Niet alle exemplaren van deze generatie Mercedes E-klasse roestten: alleen als dompelbad te oud was
In dit artikel:
In 1995 introduceerde Mercedes-Benz de W210, de derdeurs sedan die de succesvolle maar ouder wordende W124 (geproduceerd sinds 1984) moest opvolgen. Ontworpen onder leiding van Steve Mattin en veteranenontwerper Bruno Sacco, begon het ontwerpproces al in 1988; in 1993 gaf Mercedes met de Coupé Concept op de Autosalon van Genève een voorproefje van het nieuwe gezicht: vier ronde koplampen die de E‑klasse visueel van zijn voorganger scheidden.
De W210 kwam op een moment dat Mercedes voor het eerst echt marktdruk voelde, vooral van BMW (de 5‑serie/ E34 sinds 1988 en later de E39). Die concurrentie dwong Stuttgart om bij de ontwikkeling scherper op de kosten te letten, ook al adverteerde Mercedes met een ontwikkelingscyclus van slechts 38 maanden. De productieversie debuteerde in het voorjaar van 1995 als vierdeurs sedan; de stationwagon (S210) volgde in 1996. Voor het eerst bood Mercedes de E‑klasse direct in meerdere uitrustingslijnen aan: Classic, Elegance en Avantgarde.
Technisch was de W210 traditioneel van opzet: achterwielaandrijving met de motor in lengterichting en een volledig onafhankelijke ophanging. Wel werden aan de voorkant dubbele driehoekige draagarmen toegepast in plaats van McPhersonpoot. Mercedes presenteerde dertig nieuwe of vernieuwde opties op deze generatie: xenonkoplampen, regensensor, luchtkwaliteitsensor, parkeersensoren, Brake Assist, zij‑airbags en standaard begrenzers op de gordelspanners bijvoorbeeld. Ook was er weer een 4Matic‑variant met permanente vierwielaandrijving, uitgevoerd met Mercedes’ ETS‑tractieregelsysteem; deze 4Matic‑modellen werden in Graz (Steyr‑Daimler‑Puch) geassembleerd.

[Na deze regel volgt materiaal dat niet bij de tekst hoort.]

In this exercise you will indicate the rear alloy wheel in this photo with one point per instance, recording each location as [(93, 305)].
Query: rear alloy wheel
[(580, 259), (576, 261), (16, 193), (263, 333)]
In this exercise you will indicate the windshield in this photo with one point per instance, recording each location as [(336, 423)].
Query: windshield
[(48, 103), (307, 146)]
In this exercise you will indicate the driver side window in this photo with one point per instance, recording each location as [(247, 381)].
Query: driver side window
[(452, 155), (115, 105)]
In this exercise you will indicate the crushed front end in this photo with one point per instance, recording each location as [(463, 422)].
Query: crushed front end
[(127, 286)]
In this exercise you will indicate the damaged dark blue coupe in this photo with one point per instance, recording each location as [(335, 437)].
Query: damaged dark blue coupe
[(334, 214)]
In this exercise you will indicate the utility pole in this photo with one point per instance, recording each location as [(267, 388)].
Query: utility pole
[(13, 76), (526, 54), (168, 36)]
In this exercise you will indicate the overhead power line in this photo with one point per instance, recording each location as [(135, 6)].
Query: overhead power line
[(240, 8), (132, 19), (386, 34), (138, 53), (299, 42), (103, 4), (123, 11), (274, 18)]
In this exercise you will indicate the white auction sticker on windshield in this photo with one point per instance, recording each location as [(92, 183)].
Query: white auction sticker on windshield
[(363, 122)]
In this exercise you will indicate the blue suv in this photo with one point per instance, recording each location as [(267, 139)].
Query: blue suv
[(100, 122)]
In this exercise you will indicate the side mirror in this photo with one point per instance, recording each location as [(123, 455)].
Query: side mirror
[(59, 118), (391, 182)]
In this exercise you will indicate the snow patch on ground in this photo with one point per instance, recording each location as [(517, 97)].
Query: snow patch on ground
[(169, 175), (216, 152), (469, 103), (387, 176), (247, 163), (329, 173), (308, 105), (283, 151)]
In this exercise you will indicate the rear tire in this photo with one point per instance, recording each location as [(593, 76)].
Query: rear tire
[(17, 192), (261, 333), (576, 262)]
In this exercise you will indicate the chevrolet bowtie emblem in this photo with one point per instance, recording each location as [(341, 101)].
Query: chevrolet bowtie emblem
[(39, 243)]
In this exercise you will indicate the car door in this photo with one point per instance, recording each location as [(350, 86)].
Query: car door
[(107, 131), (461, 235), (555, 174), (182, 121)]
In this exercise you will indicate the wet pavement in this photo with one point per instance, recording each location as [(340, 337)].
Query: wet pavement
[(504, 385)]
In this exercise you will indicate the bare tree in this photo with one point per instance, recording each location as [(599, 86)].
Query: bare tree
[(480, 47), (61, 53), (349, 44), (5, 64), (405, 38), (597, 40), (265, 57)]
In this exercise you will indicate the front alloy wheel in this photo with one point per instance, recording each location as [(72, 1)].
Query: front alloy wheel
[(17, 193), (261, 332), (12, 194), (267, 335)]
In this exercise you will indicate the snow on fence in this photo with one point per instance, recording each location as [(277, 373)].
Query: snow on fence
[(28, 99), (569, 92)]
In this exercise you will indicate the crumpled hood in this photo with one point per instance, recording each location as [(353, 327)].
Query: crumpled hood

Bij de marktintroductie bood Mercedes diverse reeds beproefde motoren aan: benzinevarianten zoals de E200, E230 en E320 en diesels als de E220 en E300 Diesel. Begin 1996 kwamen zwaardere en nieuwe motoren beschikbaar, waaronder de E420 met een 279 pk V8 en de nieuwe 2,9‑liter vijfcilinder turbodiesel in de E290. Met de V8 kon Mercedes ook af fabriek gepantserde Guard‑versies leveren. Voor wie meer sportieve prestaties wilde, leverde Mercedes snel AMG‑varianten, waaronder de E50 AMG en later E60‑versies, de E55 AMG (1998) en ook stationwagon‑AMG’s die populair waren bij bijvoorbeeld Formule 1‑medische teams.
Aanvankelijk was de pers unaniem positief: lof voor interieur, afwerking, rijgedrag en veiligheidsniveau leidde tot tal van internationale prijzen en veel publiciteitswaarde. Maar na enige tijd brak het succes: kwaliteitsproblemen wrikten aan het imago. Door kostenbesparingen en een nieuw watergedragen lakproces ontstond een ernstige corrosieproblematiek. Een bacteriële besmetting in dompelbaden wijzigde de pH, waardoor de lak slecht hechtte, blaarvorming ontstond en roest soms al binnen een jaar opdook. Daarnaast deden zich elektronische storingen voor en bleken sommige motorvarianten minder robuust dan verwacht. Deze problemen troffen niet alleen de E‑klasse maar meerdere Mercedes‑modellen uit die periode.
Productieaantallen van de W210‑familie beliepen circa 1,65 miljoen stuks — aanzienlijk, maar niet voldoende om het record van de W124 (2,6 miljoen) te evenaren. Toch liet de W210 sporen na: hij introduceerde veel technieken die later gangbaar werden, maar de kwaliteitsperikelen beschadigden Mercedes’ reputatie tijdelijk. Variaties zoals verlengde VF210‑en V210‑chassis (vaak door Binz uitgevoerde ambulances en lijkwagens) verschenen, maar er kwamen geen coupé of cabrio‑versies; dat gat werd deels opgevuld door de op de C‑klasse gebaseerde CLK.
In Nederland zijn van deze generatie nog relatief weinig overlevenden: volgens recente registergegevens staan circa 2.271 W210‑exemplaren geregistreerd (ongeveer 1.566 sedans, 689 stationwagons en 16 VF210‑chassis). Ze illustreren het dubbelzinnige erfgoed van de W210: een auto vol vernieuwingen en ambitie, maar ook het keerpunt waarin kostenbeheersing en nieuwe productietechnieken doorwerkten in merkwaarde en duurzaamheid.